Nous ne sommes encor qu’au printemps de novembre
Contemplant ces sommets partout fardés de brume
Et nous demandant fort de quel plaisant costume
Ils vont bien se vêtir aux frimas de décembre.
Là-haut sur la montagne un ruban ce matin
Par d'étranges vapeurs, brouillards et fumerolles
Montant et descendant entre ces banderoles
Sur les pentes, déroule un très long serpentin.
Dans les plis du vallon, il descend et s'accroche
Se coulant dans les creux remontant en surface
Se rebellant parfois dans une volte-face
Enlaçant dans ses rets les arbres et les roches.
Le grand rideau d'étoupe a rejoint le torrent
Qui ne supportant pas ces voiles incongrus
Dérangé dans son cours gêné par cet intrus
Pour s'en débarrasser, l'attire en son courant.
Alors n'en pouvant mais, la très pâle oriflamme
De partout tiraillée éraflée aux rochers
De part en part trouée et tout effilochée
Dans un dernier sursaut d'un seul coup devient flamme.

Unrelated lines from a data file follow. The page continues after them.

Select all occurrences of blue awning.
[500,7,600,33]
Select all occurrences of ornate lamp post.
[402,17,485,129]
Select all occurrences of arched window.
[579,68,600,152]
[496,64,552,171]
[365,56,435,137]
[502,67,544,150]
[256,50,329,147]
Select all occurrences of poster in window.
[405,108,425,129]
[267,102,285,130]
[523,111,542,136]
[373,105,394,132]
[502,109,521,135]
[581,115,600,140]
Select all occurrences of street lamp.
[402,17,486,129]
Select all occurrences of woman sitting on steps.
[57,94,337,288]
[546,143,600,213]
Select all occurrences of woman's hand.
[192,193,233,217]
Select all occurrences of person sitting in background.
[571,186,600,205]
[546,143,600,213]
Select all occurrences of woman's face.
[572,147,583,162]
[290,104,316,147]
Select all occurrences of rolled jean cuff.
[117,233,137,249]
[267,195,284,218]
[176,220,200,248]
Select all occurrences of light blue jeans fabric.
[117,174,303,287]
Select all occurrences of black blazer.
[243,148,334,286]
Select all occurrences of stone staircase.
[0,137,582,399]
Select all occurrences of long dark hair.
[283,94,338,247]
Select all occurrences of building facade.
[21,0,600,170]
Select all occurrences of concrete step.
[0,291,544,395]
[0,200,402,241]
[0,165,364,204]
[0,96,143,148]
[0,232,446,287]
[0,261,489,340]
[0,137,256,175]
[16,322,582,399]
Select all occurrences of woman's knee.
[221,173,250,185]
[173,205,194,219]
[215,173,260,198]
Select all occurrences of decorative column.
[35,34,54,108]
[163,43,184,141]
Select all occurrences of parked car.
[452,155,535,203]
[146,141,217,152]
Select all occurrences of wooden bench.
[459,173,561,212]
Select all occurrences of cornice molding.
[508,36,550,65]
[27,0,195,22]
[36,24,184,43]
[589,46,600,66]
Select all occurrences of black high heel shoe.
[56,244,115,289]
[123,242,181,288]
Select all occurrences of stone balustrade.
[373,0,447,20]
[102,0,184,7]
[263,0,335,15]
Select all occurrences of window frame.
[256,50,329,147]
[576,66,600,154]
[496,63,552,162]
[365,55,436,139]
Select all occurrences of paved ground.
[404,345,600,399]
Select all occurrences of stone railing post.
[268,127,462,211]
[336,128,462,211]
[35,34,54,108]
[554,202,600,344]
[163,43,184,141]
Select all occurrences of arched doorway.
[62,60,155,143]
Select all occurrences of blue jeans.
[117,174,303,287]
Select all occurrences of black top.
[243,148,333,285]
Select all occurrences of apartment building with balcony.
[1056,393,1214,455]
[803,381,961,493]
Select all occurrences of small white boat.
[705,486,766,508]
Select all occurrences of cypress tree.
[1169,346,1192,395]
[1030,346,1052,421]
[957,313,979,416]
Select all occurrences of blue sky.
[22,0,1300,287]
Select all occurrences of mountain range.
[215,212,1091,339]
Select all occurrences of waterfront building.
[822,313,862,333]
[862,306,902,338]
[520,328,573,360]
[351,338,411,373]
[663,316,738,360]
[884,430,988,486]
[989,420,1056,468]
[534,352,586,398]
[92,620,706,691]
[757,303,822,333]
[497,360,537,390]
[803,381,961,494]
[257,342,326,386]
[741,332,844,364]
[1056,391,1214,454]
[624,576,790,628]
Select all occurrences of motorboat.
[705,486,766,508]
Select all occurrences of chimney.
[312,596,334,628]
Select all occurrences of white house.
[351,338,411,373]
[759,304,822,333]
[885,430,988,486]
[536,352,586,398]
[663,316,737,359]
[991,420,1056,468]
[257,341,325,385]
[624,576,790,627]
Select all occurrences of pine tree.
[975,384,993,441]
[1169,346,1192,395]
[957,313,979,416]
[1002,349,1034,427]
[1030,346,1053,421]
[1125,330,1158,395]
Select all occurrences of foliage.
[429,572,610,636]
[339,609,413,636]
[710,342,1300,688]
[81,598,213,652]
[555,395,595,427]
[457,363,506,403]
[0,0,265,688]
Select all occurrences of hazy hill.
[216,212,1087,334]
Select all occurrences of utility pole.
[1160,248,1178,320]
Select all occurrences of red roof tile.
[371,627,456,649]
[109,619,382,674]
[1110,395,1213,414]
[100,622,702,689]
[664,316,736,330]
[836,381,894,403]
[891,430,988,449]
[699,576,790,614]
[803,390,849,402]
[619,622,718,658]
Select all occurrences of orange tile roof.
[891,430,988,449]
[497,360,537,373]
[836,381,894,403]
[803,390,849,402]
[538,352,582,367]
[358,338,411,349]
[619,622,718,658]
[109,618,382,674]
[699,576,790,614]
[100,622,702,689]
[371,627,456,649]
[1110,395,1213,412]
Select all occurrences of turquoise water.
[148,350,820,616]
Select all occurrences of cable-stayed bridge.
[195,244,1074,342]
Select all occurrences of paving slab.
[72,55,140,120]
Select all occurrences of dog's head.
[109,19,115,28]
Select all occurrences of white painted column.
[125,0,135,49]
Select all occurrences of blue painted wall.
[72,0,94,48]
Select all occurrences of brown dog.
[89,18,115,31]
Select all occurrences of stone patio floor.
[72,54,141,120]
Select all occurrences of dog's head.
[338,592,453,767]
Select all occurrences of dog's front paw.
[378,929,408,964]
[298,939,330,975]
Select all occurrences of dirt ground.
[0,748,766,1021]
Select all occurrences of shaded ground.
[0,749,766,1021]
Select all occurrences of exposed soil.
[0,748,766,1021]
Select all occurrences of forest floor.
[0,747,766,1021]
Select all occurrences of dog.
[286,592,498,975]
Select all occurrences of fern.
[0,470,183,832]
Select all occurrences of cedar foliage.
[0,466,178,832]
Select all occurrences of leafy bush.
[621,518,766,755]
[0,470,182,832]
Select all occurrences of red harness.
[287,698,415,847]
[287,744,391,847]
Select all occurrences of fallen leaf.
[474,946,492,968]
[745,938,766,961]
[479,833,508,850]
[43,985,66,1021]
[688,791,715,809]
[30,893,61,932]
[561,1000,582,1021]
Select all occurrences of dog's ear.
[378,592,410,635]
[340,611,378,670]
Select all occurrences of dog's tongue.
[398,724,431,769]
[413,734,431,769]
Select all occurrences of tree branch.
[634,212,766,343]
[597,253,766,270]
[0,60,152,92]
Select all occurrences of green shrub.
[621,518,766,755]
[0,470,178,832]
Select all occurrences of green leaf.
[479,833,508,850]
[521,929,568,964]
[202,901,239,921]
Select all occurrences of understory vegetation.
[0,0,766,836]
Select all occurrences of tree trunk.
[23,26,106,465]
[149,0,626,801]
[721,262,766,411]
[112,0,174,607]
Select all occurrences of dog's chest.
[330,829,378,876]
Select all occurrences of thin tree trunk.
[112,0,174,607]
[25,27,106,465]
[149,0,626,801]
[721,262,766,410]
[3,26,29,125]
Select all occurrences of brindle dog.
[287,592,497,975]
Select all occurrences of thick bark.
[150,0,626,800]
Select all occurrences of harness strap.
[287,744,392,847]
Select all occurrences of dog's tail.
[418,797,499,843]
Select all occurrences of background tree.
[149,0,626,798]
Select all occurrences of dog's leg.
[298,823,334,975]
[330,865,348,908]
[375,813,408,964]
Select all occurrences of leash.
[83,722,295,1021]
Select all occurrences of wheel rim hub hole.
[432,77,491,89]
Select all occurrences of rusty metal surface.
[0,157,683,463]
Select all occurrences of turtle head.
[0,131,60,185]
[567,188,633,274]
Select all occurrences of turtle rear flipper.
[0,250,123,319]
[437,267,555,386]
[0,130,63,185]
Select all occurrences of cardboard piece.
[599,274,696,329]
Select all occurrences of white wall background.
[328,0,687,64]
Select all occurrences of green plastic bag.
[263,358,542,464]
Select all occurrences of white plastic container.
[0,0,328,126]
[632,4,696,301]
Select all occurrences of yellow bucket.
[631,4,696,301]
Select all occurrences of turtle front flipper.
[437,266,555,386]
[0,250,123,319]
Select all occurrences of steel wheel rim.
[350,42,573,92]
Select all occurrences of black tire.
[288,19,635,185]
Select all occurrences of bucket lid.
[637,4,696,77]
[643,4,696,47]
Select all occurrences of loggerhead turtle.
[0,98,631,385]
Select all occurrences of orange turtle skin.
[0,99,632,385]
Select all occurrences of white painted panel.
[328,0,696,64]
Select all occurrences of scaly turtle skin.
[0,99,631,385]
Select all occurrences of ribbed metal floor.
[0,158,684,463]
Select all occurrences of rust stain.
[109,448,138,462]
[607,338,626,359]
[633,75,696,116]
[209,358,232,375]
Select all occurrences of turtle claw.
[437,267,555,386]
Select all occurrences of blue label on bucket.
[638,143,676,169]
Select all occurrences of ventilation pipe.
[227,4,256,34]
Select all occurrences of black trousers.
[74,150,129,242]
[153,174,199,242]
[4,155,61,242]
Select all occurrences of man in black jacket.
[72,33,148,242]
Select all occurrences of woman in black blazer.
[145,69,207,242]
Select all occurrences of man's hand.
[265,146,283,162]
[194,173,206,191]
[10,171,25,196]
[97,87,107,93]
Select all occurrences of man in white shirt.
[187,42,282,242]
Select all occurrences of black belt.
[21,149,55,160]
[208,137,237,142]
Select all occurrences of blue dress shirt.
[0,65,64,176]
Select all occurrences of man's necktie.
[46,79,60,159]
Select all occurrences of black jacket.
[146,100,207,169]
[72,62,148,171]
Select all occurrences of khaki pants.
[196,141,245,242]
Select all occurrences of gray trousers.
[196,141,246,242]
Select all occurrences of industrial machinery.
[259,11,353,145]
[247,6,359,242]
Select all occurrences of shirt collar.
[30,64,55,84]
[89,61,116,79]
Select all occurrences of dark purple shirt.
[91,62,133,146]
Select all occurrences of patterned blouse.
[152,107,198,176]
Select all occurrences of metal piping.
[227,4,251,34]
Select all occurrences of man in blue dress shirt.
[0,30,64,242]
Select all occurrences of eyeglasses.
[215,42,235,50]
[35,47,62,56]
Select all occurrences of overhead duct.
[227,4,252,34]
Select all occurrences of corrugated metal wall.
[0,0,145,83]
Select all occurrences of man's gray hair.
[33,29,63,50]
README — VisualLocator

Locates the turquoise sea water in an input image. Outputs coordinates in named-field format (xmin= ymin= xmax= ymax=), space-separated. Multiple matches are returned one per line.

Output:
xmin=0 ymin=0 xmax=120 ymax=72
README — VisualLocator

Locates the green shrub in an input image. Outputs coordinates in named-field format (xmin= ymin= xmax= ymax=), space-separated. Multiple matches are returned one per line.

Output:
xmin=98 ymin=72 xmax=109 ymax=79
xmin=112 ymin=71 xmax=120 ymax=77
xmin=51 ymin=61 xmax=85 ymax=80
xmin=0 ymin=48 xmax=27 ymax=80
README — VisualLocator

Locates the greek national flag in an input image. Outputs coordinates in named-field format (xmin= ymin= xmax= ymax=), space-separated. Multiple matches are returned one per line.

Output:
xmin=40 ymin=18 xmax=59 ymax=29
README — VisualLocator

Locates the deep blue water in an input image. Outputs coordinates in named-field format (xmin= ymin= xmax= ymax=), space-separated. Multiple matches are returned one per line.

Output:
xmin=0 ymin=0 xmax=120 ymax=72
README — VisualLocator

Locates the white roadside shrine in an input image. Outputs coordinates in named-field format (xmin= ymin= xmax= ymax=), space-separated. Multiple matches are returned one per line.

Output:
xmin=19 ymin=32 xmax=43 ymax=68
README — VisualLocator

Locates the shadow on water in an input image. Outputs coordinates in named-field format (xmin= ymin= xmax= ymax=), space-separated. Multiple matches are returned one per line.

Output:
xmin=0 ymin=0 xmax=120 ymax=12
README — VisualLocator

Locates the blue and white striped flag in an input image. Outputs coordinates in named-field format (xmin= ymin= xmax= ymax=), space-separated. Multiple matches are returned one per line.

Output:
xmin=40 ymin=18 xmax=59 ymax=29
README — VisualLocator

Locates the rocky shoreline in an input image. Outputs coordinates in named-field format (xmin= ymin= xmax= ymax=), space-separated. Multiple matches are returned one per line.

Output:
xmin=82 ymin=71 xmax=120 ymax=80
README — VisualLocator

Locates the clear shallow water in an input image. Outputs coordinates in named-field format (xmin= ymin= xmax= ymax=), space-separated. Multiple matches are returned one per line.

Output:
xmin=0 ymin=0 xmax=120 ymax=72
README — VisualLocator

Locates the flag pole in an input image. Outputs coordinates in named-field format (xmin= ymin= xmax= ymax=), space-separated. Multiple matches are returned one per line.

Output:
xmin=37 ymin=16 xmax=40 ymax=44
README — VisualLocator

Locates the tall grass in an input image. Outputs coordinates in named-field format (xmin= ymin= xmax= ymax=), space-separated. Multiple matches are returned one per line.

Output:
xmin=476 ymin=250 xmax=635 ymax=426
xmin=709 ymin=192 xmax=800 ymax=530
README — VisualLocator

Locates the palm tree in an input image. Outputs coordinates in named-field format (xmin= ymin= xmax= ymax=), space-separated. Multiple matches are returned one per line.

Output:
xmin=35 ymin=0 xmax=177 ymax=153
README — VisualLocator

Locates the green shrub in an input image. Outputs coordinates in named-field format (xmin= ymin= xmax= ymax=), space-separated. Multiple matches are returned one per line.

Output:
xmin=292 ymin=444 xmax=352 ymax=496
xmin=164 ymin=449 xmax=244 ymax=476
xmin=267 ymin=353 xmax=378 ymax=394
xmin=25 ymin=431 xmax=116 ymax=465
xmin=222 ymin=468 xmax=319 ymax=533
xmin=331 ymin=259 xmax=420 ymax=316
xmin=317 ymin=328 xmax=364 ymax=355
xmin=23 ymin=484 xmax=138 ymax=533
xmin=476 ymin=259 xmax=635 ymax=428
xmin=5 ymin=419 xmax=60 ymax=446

Surgis du haut des monts le volcan de l'automne
Laisse couler sa lave à tous les horizons
De rouges et d'ors blancs, d'étoile en floraison
La nature embrasée, en beauté déboutonne.
Puis sur sa nudité les feuilles assemblées
Des jaunes peupliers des érables grenat
Du pin parasol qui toujours vert s'inclina
Tissent une dentelle aux couleurs redoublées.
Chaque arbre, chaque arbuste en arrache un morceau
La teinte se mélange en devenant moins pure
Multipliant les points de la folle guipure
Qui dans le torrent perd son tout dernier lambeau.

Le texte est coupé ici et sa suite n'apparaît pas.